Sunday, June 7, 2009

Where Does Our Money Go?

This summer the Association will begin working on its 2010 budget. To get ready for the discussion about next year's spending, we will review the 2009 budget in a series of posts. All of the information we will post has been published previously, either in recent editions of the newsletter or in the 2009 budget mailing all residents received in December, 2008. We'll be providing a summary that tries to make it easier to understand how the Association spends our money.

Nearly all of the Association's revenues come from monthly fees paid by homeowners. For 2009, total revenues were expected to be about $3 million. FVCSA planned to spend about 75% of its revenues on operating expenses. The remainder would go to reserves. Initially, our posts will focus on the operating budget. We'll talk about reserves after we've reviewed major expenses.

We'll start with the simple pie chart above. You can click on it to see a larger version. FVCSA's 2009 Operating Expense Budget called for total operating expenses of $2,240,289. Expenses fall into the five categories shown. The two largest categories are Grounds & Landscaping ($1,058,124) and Administrative ($733,401).
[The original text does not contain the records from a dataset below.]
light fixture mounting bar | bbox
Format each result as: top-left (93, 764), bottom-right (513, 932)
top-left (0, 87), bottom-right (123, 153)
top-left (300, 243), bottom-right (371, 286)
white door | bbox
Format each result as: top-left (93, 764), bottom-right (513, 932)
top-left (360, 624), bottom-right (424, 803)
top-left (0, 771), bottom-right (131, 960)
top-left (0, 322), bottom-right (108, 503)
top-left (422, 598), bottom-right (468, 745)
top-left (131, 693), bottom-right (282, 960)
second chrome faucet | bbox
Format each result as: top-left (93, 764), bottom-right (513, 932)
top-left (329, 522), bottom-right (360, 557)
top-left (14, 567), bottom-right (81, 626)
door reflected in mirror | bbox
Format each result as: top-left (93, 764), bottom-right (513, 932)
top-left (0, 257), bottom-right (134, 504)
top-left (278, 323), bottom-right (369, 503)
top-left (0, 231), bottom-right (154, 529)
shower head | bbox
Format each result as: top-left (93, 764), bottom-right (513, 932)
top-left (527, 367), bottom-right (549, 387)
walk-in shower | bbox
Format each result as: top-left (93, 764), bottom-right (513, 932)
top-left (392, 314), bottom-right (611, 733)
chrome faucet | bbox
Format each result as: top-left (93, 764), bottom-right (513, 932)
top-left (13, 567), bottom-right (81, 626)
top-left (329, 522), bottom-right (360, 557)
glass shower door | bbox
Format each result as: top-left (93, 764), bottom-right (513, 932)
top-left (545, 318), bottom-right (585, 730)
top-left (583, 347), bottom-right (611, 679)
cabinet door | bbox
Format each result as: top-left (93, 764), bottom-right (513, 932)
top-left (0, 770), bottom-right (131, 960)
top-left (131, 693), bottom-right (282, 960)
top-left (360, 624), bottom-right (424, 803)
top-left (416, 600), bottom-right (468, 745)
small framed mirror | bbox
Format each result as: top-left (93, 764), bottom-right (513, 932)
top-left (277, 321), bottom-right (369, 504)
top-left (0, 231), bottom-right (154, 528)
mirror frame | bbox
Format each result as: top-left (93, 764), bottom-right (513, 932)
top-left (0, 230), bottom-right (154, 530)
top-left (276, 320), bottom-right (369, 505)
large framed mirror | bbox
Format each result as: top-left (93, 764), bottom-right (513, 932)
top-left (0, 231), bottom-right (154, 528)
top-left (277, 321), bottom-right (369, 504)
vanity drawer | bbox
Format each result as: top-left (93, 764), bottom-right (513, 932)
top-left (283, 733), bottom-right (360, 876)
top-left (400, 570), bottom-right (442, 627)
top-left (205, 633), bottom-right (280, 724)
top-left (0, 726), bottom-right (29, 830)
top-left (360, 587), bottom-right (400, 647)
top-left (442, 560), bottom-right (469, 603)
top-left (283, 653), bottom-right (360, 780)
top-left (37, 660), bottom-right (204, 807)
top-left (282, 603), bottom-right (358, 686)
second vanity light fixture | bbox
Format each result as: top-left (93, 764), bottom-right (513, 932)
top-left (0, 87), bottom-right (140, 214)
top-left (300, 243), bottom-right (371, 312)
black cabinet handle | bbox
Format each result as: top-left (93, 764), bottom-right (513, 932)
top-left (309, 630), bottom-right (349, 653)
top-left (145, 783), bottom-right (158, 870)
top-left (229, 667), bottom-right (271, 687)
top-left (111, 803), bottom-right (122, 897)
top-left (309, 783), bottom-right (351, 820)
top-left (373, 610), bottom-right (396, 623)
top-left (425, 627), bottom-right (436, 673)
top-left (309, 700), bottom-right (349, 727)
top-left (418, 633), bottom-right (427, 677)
We'll explain them in our later posts.

Friday, June 5, 2009

Spring Pruning

Property manager Matt Lubas reports that Brickman will begin to prune shrubs throughout the community on Monday, June 8. They will start in Parcel 12 and continue along the outer loop to 11, 9, 8, 7, 6, 3 and 1. Once the outer loop is complete, they will start on the inner loop at Parcels 2, 4, 5 and 10. Pruning will continue until finished, which will take at least 2 weeks.

Management and Brickman thank you for your patience and cooperation.

Wednesday, June 3, 2009

This Week at Princeton Landing

Management reports that New Age Contracting started gutter cleaning throughout the community on Monday. As of today Parcels 1, 3, 6, 7 and 12B are completed. Weather permitting, all parcels should be done by early next week. The FVCSA Board approved this work on May 26 at a cost not to exceed $12,840.

The Parcel 4 painting project will be finished in the next couple of weeks. Management delivered flyers to all Parcel 4 homeowners telling them to contact the office if they have any questions or concerns.

Tuesday, June 2, 2009

Leaves













The Shapes of Leaves

Ginkgo, cottonwood, pin oak, sweet gum, tulip tree:
our emotions resemble leaves and alive
to their shapes we are nourished.

Have you felt the expanse and contours of grief
along the edges of a big Norway maple?
Have you winced at the orange flare

searing the curves of a curling dogwood?
I have seen from the air logged islands,
each with a network of branching gravel roads,

and felt a moment of pure anger, aspen gold.
I have seen sandhill cranes moving in an open field,
a single white whooping crane in the flock.

And I have traveled along the contours
of leaves that have no name. Here
where the air is wet and the light is cool,

I feel what others are thinking and do not speak,
I know pleasure in the veins of a sugar maple,
I am living at the edge of a new leaf.